– Я не хочу сдаваться без боя. А вести бой в масштабах фронта не могу. Я отвечаю только за свою огневую точку.

– Да это у тебя не бой! Это уход от боя! Какая там огневая точка – просто ты рекомендуешь всем спрятаться в свои дома и носа не высовывать. И вдвойне лицемеришь: ну, у тебя есть телепатическая связь с близкими, но ведь ты же знаешь, что у других такой связи нет. Допустим, ты спасешься, и Констанс, и дети, ну, а другие?

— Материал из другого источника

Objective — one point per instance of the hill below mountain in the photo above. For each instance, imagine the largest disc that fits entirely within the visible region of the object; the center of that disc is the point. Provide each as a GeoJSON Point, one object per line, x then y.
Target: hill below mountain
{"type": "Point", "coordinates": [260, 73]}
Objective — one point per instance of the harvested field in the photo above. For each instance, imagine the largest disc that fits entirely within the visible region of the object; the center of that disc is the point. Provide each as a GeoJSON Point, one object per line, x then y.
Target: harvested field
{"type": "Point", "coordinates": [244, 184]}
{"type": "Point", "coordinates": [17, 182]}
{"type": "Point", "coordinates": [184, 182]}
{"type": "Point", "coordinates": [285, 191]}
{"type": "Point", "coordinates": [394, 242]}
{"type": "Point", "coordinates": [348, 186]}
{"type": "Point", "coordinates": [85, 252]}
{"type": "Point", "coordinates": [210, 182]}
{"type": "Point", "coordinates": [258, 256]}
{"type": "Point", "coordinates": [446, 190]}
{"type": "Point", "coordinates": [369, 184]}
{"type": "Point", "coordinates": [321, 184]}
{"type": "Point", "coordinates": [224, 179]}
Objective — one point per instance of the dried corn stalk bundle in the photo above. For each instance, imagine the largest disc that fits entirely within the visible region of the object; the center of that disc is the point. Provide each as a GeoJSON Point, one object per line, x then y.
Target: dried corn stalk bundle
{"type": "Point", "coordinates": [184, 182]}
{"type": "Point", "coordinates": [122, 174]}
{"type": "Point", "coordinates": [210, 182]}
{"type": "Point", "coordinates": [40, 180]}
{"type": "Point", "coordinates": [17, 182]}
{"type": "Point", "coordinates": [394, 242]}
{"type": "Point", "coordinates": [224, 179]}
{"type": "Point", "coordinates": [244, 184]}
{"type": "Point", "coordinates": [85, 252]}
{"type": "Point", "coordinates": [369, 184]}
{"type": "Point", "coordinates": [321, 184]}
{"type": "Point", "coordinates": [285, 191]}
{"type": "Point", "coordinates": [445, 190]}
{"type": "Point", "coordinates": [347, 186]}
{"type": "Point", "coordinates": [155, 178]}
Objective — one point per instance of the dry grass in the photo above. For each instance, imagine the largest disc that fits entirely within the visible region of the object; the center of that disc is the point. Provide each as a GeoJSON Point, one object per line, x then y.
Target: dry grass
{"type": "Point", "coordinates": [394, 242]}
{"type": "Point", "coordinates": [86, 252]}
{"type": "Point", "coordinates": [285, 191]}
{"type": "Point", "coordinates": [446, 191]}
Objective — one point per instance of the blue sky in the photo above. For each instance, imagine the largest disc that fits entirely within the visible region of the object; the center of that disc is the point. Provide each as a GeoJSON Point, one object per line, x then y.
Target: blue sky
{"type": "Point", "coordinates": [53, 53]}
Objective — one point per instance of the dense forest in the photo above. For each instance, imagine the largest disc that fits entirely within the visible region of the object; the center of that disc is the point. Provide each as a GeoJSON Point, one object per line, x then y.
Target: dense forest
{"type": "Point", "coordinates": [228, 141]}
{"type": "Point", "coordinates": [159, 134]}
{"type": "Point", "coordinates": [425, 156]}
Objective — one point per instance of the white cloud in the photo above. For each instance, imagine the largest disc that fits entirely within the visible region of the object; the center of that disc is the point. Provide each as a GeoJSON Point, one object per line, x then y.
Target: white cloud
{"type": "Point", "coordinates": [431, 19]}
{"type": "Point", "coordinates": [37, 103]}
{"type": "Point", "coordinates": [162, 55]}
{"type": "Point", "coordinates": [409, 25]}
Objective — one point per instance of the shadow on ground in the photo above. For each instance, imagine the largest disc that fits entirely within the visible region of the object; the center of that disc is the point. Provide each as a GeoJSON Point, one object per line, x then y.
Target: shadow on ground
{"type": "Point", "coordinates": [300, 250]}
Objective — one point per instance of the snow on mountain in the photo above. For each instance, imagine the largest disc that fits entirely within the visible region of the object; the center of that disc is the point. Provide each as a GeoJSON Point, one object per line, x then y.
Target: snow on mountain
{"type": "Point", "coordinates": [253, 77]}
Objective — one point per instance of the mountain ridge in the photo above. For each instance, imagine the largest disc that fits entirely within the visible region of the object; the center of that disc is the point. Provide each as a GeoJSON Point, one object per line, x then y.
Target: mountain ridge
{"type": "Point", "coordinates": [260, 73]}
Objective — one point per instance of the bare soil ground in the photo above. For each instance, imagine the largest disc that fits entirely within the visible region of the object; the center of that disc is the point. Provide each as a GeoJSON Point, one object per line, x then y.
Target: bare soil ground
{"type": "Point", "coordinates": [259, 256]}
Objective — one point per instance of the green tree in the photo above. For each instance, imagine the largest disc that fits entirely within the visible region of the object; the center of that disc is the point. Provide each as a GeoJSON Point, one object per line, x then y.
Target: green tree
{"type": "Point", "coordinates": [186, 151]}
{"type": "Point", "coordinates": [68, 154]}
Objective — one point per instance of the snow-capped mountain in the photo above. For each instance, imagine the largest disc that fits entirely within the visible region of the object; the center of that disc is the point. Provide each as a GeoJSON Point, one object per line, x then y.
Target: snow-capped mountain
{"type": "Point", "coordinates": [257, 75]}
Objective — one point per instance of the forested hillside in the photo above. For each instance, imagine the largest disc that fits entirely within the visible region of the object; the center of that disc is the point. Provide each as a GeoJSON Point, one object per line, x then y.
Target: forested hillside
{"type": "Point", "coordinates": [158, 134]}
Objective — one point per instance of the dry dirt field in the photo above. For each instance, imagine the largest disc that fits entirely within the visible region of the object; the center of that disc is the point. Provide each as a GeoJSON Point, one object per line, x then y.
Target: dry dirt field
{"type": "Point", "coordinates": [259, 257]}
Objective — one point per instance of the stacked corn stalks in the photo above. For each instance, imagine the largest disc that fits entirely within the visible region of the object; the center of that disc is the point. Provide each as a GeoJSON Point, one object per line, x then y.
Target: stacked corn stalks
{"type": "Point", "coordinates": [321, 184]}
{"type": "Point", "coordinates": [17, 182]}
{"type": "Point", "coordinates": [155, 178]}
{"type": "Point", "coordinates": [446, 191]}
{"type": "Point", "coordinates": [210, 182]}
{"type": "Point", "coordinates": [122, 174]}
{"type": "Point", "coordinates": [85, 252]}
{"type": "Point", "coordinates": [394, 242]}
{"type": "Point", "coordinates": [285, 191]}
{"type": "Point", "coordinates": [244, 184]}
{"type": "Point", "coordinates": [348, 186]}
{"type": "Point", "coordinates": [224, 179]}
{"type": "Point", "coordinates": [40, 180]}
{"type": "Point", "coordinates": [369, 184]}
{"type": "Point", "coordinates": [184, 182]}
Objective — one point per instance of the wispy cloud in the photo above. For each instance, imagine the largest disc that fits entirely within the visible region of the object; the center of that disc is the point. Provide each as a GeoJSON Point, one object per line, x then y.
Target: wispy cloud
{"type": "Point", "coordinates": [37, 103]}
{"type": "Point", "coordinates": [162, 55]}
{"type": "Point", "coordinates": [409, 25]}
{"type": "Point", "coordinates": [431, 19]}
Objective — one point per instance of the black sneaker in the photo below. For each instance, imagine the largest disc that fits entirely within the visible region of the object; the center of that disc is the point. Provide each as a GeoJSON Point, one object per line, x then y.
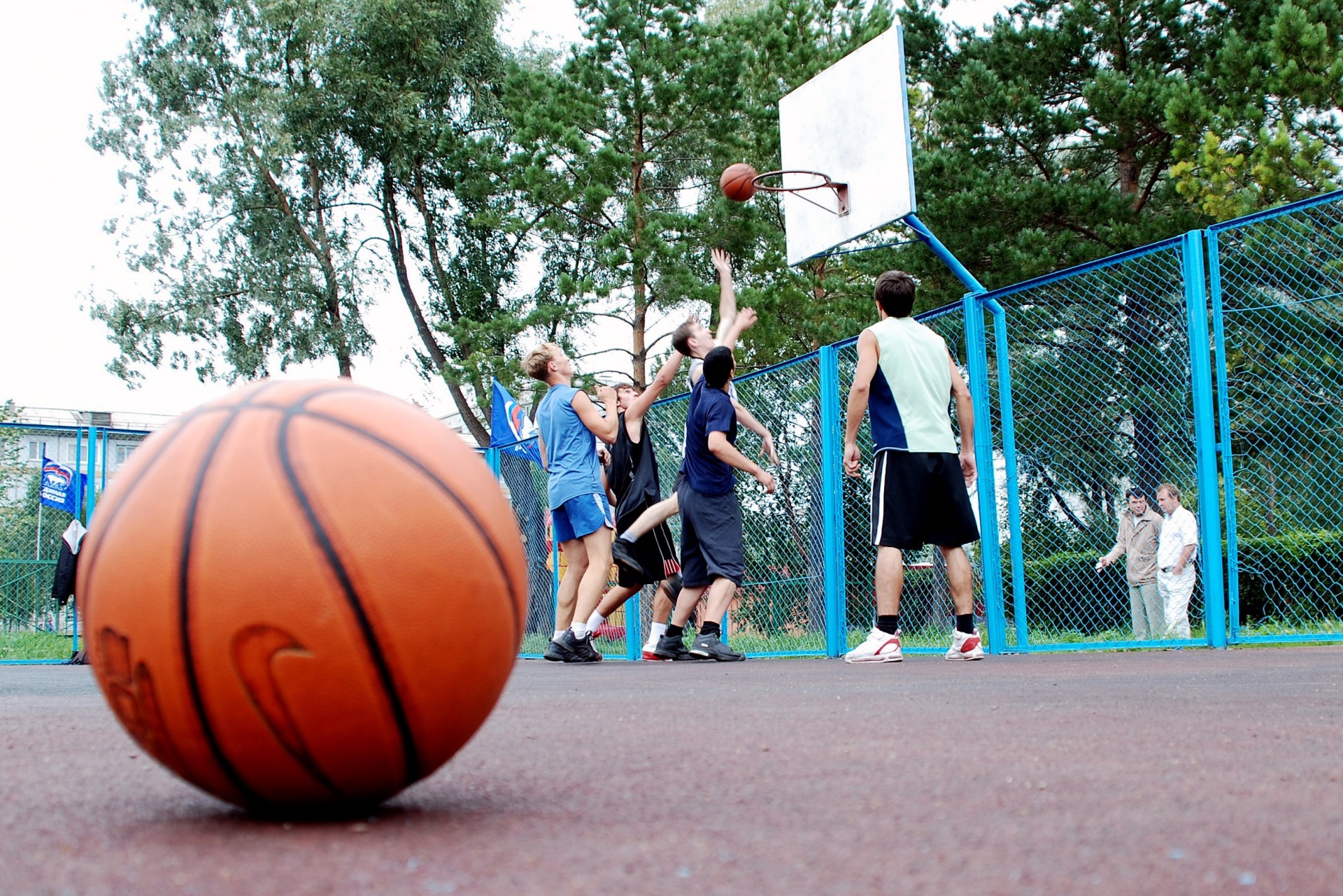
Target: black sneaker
{"type": "Point", "coordinates": [672, 648]}
{"type": "Point", "coordinates": [556, 652]}
{"type": "Point", "coordinates": [623, 557]}
{"type": "Point", "coordinates": [708, 646]}
{"type": "Point", "coordinates": [581, 649]}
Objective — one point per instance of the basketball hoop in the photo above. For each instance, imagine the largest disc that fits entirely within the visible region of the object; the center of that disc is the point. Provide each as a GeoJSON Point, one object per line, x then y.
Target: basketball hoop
{"type": "Point", "coordinates": [823, 182]}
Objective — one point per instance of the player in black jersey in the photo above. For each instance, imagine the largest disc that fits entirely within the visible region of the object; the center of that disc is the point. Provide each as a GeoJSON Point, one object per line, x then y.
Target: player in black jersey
{"type": "Point", "coordinates": [633, 480]}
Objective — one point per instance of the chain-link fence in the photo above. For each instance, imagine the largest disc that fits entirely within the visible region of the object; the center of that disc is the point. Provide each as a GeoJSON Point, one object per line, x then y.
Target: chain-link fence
{"type": "Point", "coordinates": [34, 626]}
{"type": "Point", "coordinates": [1277, 305]}
{"type": "Point", "coordinates": [1102, 402]}
{"type": "Point", "coordinates": [925, 609]}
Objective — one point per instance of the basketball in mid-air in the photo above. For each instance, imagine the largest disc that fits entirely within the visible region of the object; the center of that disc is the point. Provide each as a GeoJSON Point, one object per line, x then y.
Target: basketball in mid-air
{"type": "Point", "coordinates": [305, 594]}
{"type": "Point", "coordinates": [738, 182]}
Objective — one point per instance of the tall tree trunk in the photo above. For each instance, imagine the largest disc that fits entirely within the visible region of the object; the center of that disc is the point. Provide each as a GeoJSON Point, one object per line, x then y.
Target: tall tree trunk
{"type": "Point", "coordinates": [641, 271]}
{"type": "Point", "coordinates": [397, 242]}
{"type": "Point", "coordinates": [1143, 371]}
{"type": "Point", "coordinates": [332, 292]}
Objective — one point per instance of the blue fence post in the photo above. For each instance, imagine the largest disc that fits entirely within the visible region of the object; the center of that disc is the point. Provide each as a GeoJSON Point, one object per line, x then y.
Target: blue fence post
{"type": "Point", "coordinates": [634, 626]}
{"type": "Point", "coordinates": [1224, 425]}
{"type": "Point", "coordinates": [990, 553]}
{"type": "Point", "coordinates": [1205, 439]}
{"type": "Point", "coordinates": [832, 490]}
{"type": "Point", "coordinates": [1021, 623]}
{"type": "Point", "coordinates": [80, 484]}
{"type": "Point", "coordinates": [93, 474]}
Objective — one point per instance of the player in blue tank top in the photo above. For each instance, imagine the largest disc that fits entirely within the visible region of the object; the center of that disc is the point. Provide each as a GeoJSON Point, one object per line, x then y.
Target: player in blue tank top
{"type": "Point", "coordinates": [581, 513]}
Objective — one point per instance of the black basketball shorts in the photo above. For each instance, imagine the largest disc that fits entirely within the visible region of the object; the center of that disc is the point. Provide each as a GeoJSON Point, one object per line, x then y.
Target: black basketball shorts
{"type": "Point", "coordinates": [655, 554]}
{"type": "Point", "coordinates": [921, 499]}
{"type": "Point", "coordinates": [711, 538]}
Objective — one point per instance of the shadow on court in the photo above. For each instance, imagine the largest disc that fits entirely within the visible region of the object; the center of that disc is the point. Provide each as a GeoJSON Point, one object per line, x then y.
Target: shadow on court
{"type": "Point", "coordinates": [1087, 773]}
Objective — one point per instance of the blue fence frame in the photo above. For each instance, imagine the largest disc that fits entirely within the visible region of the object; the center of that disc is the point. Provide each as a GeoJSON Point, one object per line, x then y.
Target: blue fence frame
{"type": "Point", "coordinates": [1224, 445]}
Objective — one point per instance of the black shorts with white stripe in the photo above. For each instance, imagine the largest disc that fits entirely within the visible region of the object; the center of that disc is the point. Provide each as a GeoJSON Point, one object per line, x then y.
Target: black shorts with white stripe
{"type": "Point", "coordinates": [921, 499]}
{"type": "Point", "coordinates": [655, 554]}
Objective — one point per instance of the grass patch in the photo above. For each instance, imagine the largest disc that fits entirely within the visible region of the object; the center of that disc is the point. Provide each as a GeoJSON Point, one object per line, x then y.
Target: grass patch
{"type": "Point", "coordinates": [34, 645]}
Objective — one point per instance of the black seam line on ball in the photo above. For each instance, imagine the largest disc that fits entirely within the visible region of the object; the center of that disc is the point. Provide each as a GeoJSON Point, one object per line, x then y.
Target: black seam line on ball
{"type": "Point", "coordinates": [410, 753]}
{"type": "Point", "coordinates": [96, 550]}
{"type": "Point", "coordinates": [185, 605]}
{"type": "Point", "coordinates": [446, 490]}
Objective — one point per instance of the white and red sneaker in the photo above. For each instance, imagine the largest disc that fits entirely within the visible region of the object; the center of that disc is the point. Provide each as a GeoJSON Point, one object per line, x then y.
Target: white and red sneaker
{"type": "Point", "coordinates": [966, 646]}
{"type": "Point", "coordinates": [877, 648]}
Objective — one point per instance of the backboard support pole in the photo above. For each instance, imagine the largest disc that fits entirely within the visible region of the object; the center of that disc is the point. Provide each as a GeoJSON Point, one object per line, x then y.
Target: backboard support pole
{"type": "Point", "coordinates": [944, 254]}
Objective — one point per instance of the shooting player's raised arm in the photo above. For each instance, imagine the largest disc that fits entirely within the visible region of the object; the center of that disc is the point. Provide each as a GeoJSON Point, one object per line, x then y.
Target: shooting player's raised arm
{"type": "Point", "coordinates": [664, 378]}
{"type": "Point", "coordinates": [727, 296]}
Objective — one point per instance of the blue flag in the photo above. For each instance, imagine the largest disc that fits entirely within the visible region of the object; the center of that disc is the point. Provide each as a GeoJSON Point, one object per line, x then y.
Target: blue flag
{"type": "Point", "coordinates": [61, 488]}
{"type": "Point", "coordinates": [511, 425]}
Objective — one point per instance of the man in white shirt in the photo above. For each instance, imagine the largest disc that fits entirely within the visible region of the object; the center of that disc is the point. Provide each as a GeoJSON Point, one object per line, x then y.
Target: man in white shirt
{"type": "Point", "coordinates": [1175, 551]}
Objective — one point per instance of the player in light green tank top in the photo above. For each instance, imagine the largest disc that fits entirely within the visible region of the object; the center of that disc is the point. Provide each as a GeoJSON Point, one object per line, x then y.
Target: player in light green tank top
{"type": "Point", "coordinates": [906, 381]}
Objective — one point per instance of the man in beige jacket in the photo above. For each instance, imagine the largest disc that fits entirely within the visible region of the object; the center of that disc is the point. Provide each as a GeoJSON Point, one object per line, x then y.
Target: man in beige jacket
{"type": "Point", "coordinates": [1139, 529]}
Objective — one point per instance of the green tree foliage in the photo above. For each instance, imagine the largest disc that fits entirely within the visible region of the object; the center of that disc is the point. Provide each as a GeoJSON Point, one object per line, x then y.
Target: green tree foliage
{"type": "Point", "coordinates": [242, 183]}
{"type": "Point", "coordinates": [617, 143]}
{"type": "Point", "coordinates": [415, 85]}
{"type": "Point", "coordinates": [1260, 124]}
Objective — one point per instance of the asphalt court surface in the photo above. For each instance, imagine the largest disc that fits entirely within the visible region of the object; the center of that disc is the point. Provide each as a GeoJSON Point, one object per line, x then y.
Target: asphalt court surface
{"type": "Point", "coordinates": [1109, 773]}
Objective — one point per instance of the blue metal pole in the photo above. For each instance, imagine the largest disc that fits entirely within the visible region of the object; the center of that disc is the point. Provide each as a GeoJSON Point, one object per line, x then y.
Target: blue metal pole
{"type": "Point", "coordinates": [1224, 423]}
{"type": "Point", "coordinates": [1009, 434]}
{"type": "Point", "coordinates": [1205, 439]}
{"type": "Point", "coordinates": [93, 474]}
{"type": "Point", "coordinates": [990, 554]}
{"type": "Point", "coordinates": [555, 576]}
{"type": "Point", "coordinates": [80, 487]}
{"type": "Point", "coordinates": [634, 626]}
{"type": "Point", "coordinates": [944, 254]}
{"type": "Point", "coordinates": [832, 490]}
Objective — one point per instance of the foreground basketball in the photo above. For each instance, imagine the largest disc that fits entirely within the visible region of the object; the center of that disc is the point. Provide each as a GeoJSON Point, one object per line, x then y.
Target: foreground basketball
{"type": "Point", "coordinates": [738, 182]}
{"type": "Point", "coordinates": [304, 594]}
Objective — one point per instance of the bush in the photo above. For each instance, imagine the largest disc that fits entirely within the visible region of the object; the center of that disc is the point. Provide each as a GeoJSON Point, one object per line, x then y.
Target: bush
{"type": "Point", "coordinates": [1291, 578]}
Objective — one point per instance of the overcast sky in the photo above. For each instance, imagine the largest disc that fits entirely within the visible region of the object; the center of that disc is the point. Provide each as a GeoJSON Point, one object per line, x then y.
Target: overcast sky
{"type": "Point", "coordinates": [57, 194]}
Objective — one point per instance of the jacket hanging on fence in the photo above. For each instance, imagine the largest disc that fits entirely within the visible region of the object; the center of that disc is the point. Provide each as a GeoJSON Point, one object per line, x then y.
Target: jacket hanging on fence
{"type": "Point", "coordinates": [64, 586]}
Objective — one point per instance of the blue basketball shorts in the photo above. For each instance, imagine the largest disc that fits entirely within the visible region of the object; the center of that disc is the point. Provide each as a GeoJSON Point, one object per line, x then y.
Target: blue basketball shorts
{"type": "Point", "coordinates": [582, 515]}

Воспоминание это – или разговор продолжается сейчас? Ну, конечно, что это со мной? Робер сидит тут, рядом со мной, в библиотеке, и на его лицо падает тот же мутный, зловещий свет сквозь пыльные стекла.

– А я и не заметил, как ты вошел, – неуверенно говорю я и вдруг чувствую странную усталость. – Может, я спал?

– Да, ты спал. И говорил во сне, – подтверждает Робер. – Ты и во сне продолжаешь спор со мной.

– Я все время об этом думаю. Да и что удивительного!

– Как ты считаешь теперь: ты победил в этом споре? – глядя на меня в упор, спрашивает Робер.

У меня такое ощущение, будто громадная тяжесть навалилась мне на грудь и на голову. Я с трудом выговариваю:

– Я не знаю, можно ли назвать это победой. Я не того ждал. Я и сейчас не понимаю, почему мы все живы.

– Ты перестал верить в свой дар?

– Не в этом дело... То, что сейчас происходит с нами, не имеет ничего общего с телепатией...

– Имеет. Другого объяснения ведь нет. Значит, ты сам не понимаешь границ своих возможностей. Ты же не захотел заниматься теорией и знаешь лишь то, что дал тебе личный опыт. А личный опыт всегда ограничен, даже у тебя.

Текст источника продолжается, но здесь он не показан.